Part 4. From Training to Deployment: A Simple Approach to Serving Embedding Models -Packaging your ML model in a Docker container opens it up to a multitude of model serving options.

Part 5. Putting Our Bird Embedding Model to Work: Introducing the Web Frontend -For our embedding model to prove useful to others, we have created a modern frontend to serve the similarity inference to our users.

Hi friends,

It’s been an eventful few months at work since my last post, where I wrote about the time when I spent the weekend playing with SOMs. When I’m less busy work-wise, I do tend to work on interesting end-to-end projects that have something to do with machine learning. I did tell myself that for 2024, Gen AI will be my focus, and it still is, however, I will still have time for ML projects such as this.

One problem that stumped me recently was an image classification problem for 5,000+ classes. Yeah, I’ve done multiple classification problems before but not with more than a dozen classes. I also have not done a lot of computer vision ML problems so this is my chance to dig a little bit deeper and familiarise myself with the process.

A Hypothetical Problem

I am partnering with Bird Watch, a bird conservation and wildlife monitoring non-profit organization. They need a machine learning model that will help them identify bird species that had been captured by their drones and camera traps. Instead of directly classifying each bird species, I was asked to return the 10 most similar bird species, returned in order according to the most similar where naturally the most similar specie will be at the top of that list. So this is good, instead of forcing the output into predefined categories, it can actually find matches when the species presented is not part of the dataset, and can be a helpful in identifying new species.
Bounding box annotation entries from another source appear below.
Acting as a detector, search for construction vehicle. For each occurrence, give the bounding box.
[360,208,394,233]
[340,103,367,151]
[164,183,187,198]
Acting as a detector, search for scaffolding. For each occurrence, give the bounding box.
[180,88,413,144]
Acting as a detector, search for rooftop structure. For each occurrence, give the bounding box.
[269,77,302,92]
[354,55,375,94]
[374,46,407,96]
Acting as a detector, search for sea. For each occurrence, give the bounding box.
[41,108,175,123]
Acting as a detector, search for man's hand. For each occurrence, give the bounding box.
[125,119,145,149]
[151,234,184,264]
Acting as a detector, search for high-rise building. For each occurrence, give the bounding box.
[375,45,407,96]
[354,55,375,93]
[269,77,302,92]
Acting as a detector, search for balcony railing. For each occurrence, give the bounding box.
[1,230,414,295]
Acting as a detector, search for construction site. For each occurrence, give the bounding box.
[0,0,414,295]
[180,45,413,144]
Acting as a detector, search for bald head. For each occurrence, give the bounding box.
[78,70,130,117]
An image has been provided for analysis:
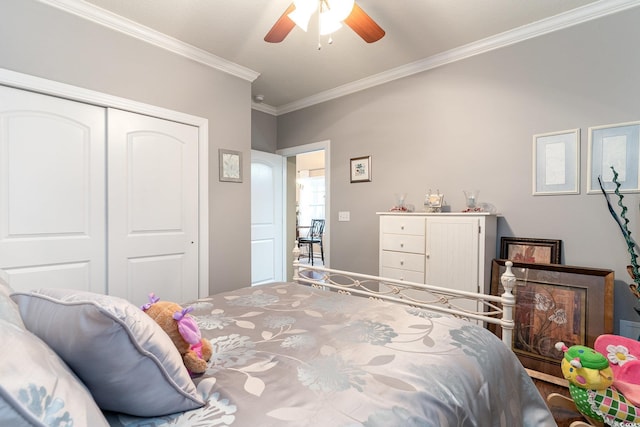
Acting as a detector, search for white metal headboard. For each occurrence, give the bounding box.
[293,260,516,348]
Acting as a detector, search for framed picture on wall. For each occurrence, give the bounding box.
[533,129,580,196]
[587,122,640,193]
[500,237,562,264]
[350,156,371,182]
[218,148,242,182]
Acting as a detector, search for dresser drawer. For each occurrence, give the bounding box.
[382,251,424,273]
[380,233,425,254]
[380,215,425,236]
[382,267,424,283]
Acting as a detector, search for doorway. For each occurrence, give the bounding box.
[295,150,326,265]
[277,140,331,281]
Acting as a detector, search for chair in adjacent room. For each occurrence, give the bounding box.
[298,219,324,265]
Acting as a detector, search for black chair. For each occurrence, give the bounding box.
[298,219,324,265]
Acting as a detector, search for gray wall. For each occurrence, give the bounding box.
[251,110,278,153]
[0,0,251,292]
[277,8,640,330]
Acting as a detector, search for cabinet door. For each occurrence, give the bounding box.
[0,86,106,293]
[426,216,480,292]
[108,109,198,304]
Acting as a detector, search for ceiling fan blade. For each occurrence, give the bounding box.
[343,3,385,43]
[264,3,296,43]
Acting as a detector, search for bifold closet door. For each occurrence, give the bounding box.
[107,109,198,304]
[0,86,106,293]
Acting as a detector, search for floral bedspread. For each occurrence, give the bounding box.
[109,283,555,427]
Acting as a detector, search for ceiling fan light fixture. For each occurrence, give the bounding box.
[320,12,342,36]
[325,0,355,22]
[288,0,318,32]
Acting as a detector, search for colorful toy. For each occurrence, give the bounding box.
[556,335,640,427]
[141,294,212,375]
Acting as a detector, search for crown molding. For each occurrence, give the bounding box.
[39,0,260,82]
[251,101,278,116]
[39,0,640,116]
[276,0,640,116]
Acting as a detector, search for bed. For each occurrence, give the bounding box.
[0,263,555,427]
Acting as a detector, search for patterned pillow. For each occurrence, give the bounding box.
[11,289,204,417]
[0,319,108,426]
[0,277,24,329]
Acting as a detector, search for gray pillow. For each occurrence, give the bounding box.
[12,289,204,417]
[0,319,108,427]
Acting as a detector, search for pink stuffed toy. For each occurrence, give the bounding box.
[141,294,213,375]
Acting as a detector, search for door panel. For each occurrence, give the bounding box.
[108,109,198,304]
[251,151,285,285]
[0,86,106,293]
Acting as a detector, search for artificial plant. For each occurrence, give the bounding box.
[598,166,640,299]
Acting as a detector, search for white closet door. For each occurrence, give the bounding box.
[0,86,106,293]
[108,109,198,304]
[251,150,285,285]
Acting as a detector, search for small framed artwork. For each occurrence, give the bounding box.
[350,156,371,182]
[533,129,580,196]
[489,260,614,378]
[500,237,562,264]
[218,148,242,182]
[587,122,640,193]
[424,192,444,212]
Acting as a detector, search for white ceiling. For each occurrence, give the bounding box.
[53,0,640,114]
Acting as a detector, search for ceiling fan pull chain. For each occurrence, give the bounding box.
[318,0,324,50]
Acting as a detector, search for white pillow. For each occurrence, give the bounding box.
[0,277,24,329]
[0,319,108,427]
[11,289,204,417]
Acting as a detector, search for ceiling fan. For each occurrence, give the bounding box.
[264,0,385,43]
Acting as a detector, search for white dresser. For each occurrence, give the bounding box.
[378,212,497,298]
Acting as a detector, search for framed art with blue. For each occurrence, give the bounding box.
[587,121,640,194]
[533,129,580,196]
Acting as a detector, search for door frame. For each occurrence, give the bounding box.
[276,139,331,274]
[0,68,210,297]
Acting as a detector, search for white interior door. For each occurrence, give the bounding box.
[0,86,106,293]
[108,109,198,304]
[251,151,285,285]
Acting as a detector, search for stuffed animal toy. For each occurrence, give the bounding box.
[556,342,640,427]
[141,294,212,375]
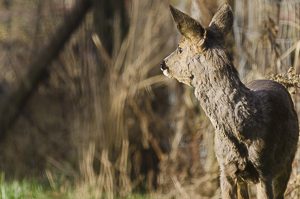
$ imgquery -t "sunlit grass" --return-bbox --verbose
[0,174,152,199]
[0,174,70,199]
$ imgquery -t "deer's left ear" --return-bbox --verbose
[209,3,233,35]
[170,6,205,40]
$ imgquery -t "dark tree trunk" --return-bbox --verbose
[0,0,92,139]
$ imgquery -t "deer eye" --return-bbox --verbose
[178,47,182,54]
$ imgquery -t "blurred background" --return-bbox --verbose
[0,0,300,198]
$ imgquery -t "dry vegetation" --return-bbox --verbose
[0,0,300,198]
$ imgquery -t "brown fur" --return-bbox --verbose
[162,4,298,199]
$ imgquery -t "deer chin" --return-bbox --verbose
[163,70,172,78]
[175,77,192,86]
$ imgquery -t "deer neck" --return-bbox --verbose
[192,52,256,135]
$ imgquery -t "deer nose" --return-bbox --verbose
[160,61,169,71]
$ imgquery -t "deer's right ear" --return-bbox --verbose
[170,5,205,40]
[209,3,233,35]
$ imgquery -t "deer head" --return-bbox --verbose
[161,4,233,85]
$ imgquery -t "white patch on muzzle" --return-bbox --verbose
[163,70,171,78]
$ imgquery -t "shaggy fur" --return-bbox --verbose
[162,4,298,199]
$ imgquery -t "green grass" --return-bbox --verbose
[0,174,151,199]
[0,174,68,199]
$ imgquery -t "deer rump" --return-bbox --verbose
[215,80,298,183]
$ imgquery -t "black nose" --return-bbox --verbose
[160,61,168,71]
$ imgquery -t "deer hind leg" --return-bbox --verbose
[237,180,249,199]
[220,172,237,199]
[273,167,292,199]
[256,179,274,199]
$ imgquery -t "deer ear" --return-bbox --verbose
[209,3,233,35]
[170,5,205,40]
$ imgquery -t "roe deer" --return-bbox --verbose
[161,4,298,199]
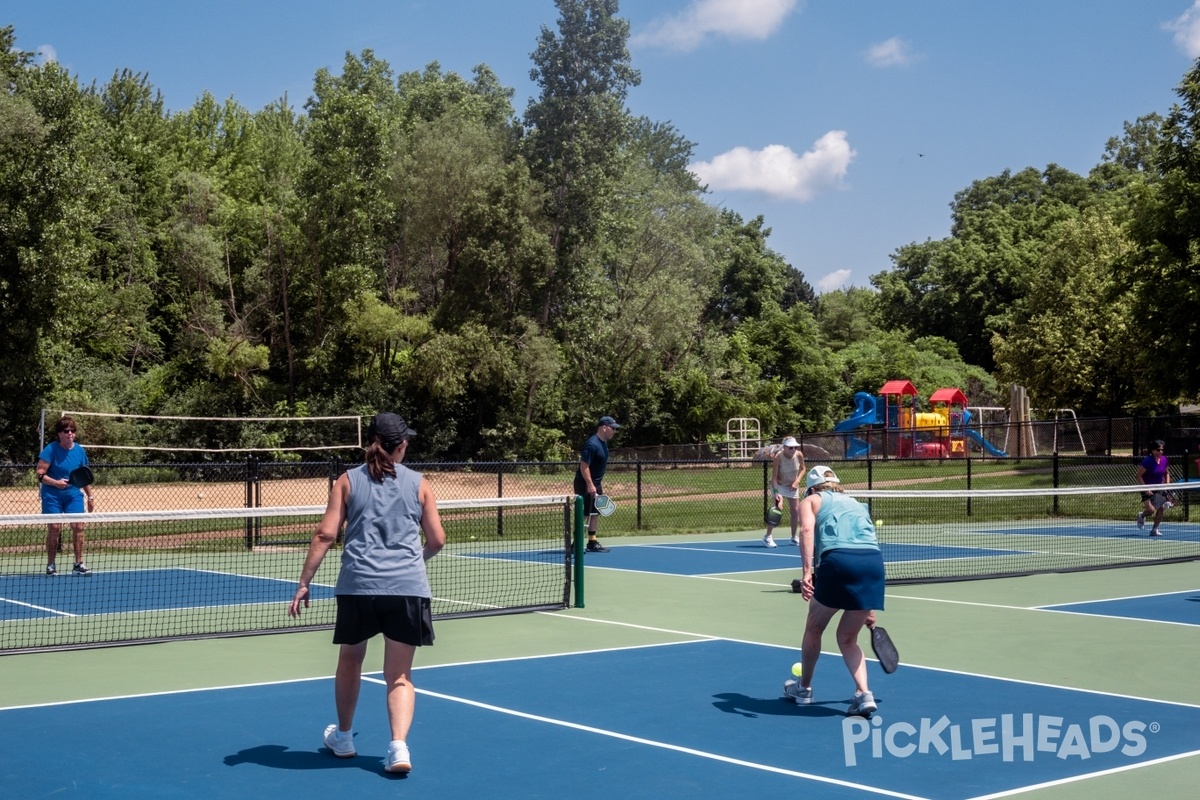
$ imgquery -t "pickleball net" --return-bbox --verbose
[846,482,1200,583]
[0,495,574,654]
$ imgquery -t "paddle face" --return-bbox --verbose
[67,465,96,488]
[871,625,900,675]
[596,494,617,517]
[1153,492,1175,511]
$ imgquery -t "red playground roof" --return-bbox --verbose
[929,389,967,405]
[880,380,917,395]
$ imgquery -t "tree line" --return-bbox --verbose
[0,0,1200,462]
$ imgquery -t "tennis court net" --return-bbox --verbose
[846,482,1200,583]
[0,495,572,654]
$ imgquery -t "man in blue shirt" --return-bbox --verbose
[575,416,620,553]
[34,416,96,578]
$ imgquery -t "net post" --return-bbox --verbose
[1180,447,1192,522]
[571,494,583,608]
[636,456,642,530]
[966,447,971,517]
[496,463,504,536]
[1050,449,1060,516]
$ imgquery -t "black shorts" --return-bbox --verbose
[812,548,884,610]
[575,475,604,517]
[334,595,433,648]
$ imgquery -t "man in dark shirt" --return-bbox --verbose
[575,416,620,553]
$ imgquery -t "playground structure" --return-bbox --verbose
[834,380,1008,458]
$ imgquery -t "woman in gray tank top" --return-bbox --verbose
[288,414,445,772]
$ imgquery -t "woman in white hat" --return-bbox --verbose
[762,437,804,547]
[784,467,884,716]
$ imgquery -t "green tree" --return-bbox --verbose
[0,34,106,461]
[1123,61,1200,408]
[871,164,1097,369]
[816,287,880,350]
[523,0,641,327]
[995,212,1142,414]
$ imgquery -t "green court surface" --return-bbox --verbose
[0,531,1200,800]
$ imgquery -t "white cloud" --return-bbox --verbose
[866,36,917,67]
[689,131,858,203]
[630,0,798,50]
[817,270,850,291]
[1163,0,1200,59]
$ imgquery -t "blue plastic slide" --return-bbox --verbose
[833,392,875,458]
[967,428,1008,458]
[833,392,875,433]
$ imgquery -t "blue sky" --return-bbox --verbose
[9,0,1200,291]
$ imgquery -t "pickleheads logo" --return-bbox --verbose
[841,714,1159,766]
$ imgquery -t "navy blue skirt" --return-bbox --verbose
[812,548,884,612]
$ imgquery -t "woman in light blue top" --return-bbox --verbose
[288,414,445,772]
[784,467,884,716]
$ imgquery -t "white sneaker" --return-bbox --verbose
[784,680,812,705]
[325,724,358,758]
[846,692,878,717]
[383,741,413,772]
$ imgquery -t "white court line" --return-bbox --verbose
[357,678,926,800]
[0,597,78,622]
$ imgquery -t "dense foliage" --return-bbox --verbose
[0,0,1200,461]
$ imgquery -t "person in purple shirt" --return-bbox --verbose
[1138,439,1171,536]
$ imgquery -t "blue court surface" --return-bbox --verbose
[0,639,1200,800]
[490,539,1025,575]
[1042,589,1200,625]
[969,518,1200,542]
[0,569,334,620]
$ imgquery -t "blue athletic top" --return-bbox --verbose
[575,433,608,483]
[814,492,880,561]
[37,441,88,500]
[1141,453,1168,483]
[335,464,431,597]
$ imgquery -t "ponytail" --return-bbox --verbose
[367,437,398,482]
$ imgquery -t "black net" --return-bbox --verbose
[0,497,572,652]
[847,483,1200,583]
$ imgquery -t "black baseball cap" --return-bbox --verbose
[367,411,416,452]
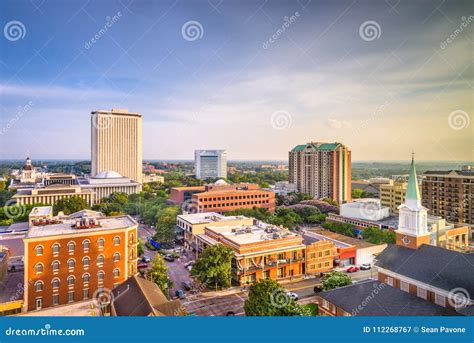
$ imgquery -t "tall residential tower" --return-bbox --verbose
[91,109,142,183]
[289,142,351,203]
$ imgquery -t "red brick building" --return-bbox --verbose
[23,211,138,311]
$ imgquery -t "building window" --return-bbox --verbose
[82,273,91,283]
[435,293,446,307]
[67,242,76,254]
[114,252,120,262]
[35,281,43,292]
[35,245,43,256]
[67,275,76,286]
[416,287,427,300]
[35,263,44,274]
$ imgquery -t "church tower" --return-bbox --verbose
[396,156,431,249]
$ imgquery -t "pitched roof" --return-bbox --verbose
[112,275,181,316]
[376,244,474,296]
[319,280,456,316]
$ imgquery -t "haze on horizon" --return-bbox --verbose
[0,0,474,161]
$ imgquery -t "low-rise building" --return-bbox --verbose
[23,209,138,311]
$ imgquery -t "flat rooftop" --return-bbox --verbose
[25,215,137,239]
[178,212,250,224]
[208,223,301,245]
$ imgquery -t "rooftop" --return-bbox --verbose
[319,280,456,316]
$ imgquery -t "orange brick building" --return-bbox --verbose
[197,222,335,285]
[23,210,138,311]
[170,180,276,213]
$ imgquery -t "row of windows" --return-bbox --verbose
[35,268,120,292]
[35,252,120,274]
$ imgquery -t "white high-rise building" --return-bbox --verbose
[91,109,142,183]
[194,150,227,180]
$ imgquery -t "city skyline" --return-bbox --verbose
[0,1,474,161]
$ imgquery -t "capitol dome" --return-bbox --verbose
[95,170,123,179]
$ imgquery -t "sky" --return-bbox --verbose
[0,0,474,161]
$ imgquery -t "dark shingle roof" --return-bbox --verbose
[319,280,456,316]
[376,244,474,296]
[112,275,181,316]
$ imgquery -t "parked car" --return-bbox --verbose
[286,292,298,301]
[346,266,359,273]
[174,289,186,299]
[164,255,174,262]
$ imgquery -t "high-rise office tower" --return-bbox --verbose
[289,142,351,203]
[91,109,142,183]
[194,150,227,180]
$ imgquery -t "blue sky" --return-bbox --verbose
[0,0,474,161]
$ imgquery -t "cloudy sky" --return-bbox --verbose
[0,0,474,161]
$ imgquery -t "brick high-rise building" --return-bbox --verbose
[422,167,474,226]
[23,207,138,311]
[91,109,142,183]
[289,142,351,203]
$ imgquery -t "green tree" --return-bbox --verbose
[321,271,352,291]
[191,244,234,290]
[146,254,173,296]
[53,195,90,214]
[244,279,311,316]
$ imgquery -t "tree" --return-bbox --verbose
[53,195,90,214]
[244,279,311,316]
[146,254,173,296]
[191,244,234,290]
[321,271,352,291]
[155,206,179,242]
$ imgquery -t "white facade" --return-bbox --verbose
[194,150,227,180]
[341,198,390,221]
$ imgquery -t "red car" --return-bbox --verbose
[346,266,359,273]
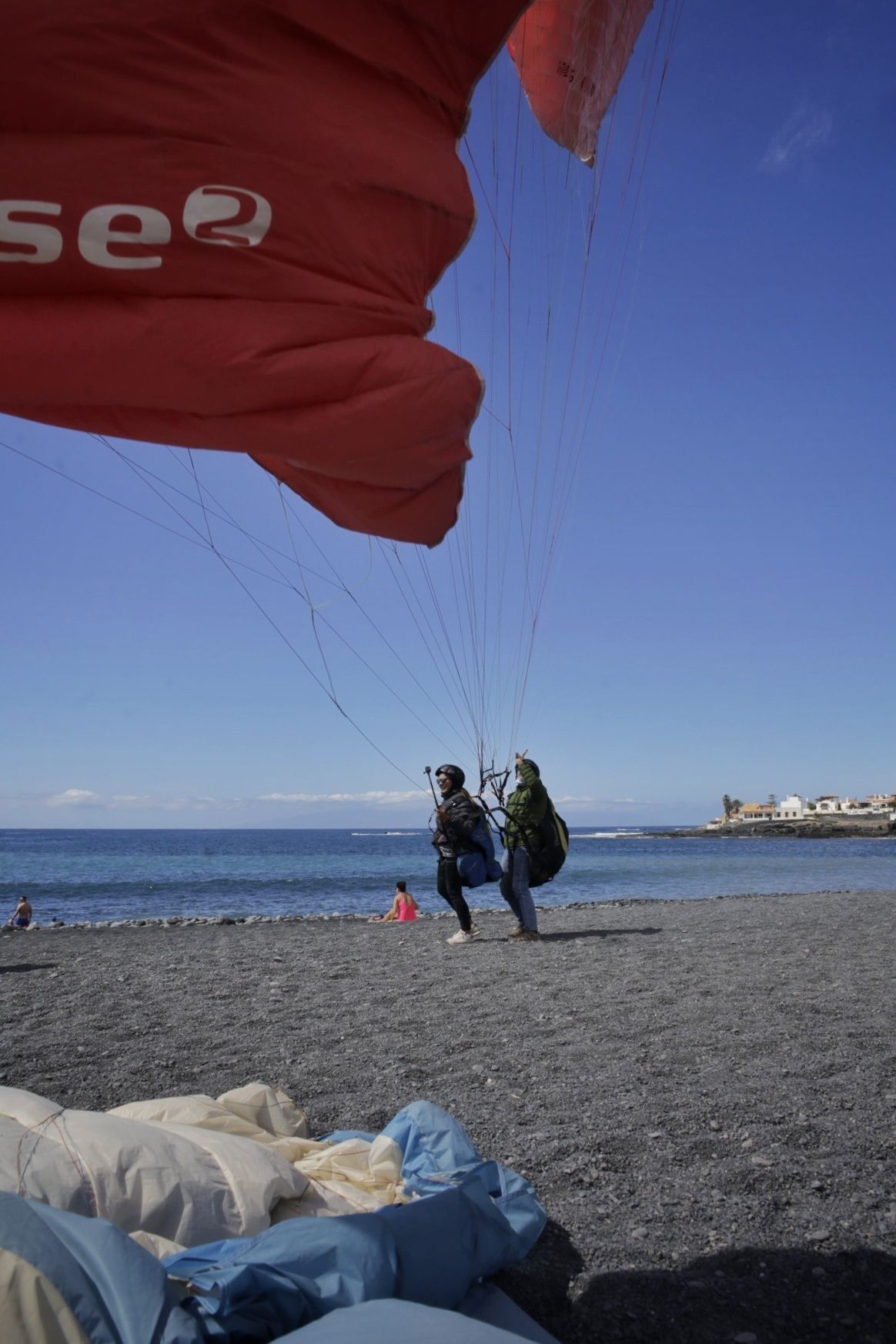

• multiple class classification of this magnitude is not recommended as it will be a large model and will be expensive to train

• after reflecting on the problem, where we need to return the ten most similar bird species. This was not really a classification problem after all

• input is an image, and the model will need to return the 10 most similar images from the images in a database.

• so instead of an ML problem, we can actually treat this as a data retrieval problem, with the help of embedding vectors and a vector database

• So if it’s similarity search, as what we are doing here, what technology enables it? Yes, semantic search and vector databases.

• And when talking about vector databases, the thing that underpins it all is vector embeddings generated by an embedding model.

So, I don’t need a classification model?

A typical bird classification model will return with a species prediction, one out of the 525 bird species in the dataset. But what do I do if I don’t want to predict the species? What machine learning model do I need when I want to return the 10 most similar species? We need a species similarity search, and not a species classifier!

We need to build a vector embedding model!

Although vector embeddings have been around since the 1980s and 1990s, I only recently became aware of them, thanks to their rise in popularity with large language models like ChatGPT towards the end of 2022.

How to build an embedding model

To know how to produce an embedding model, we first need to understand the main parts of a Convolutional Neural Network (CNN) model. The CNN model has three main parts:

• Backbone - This is the part of the model that extracts the features from the image. This is typically the convolutional layers of the model.

• Neck - This is the part of the model that reduces the dimensionality of the features extracted by the backbone. This is typically the pooling layers of the model. This is typically the penultimate layer of the model, that outputs the features.

• Head - This is the part of the model that classifies the features extracted by the backbone and refined by the neck.

This image is true for many of the image models hosted in Hugging Face. To produce an embedding model, we need to remove the head and use the neck's output which I later realised is actually are THE vector embeddings! These embeddings are the features extracted by the backbone and refined by the neck.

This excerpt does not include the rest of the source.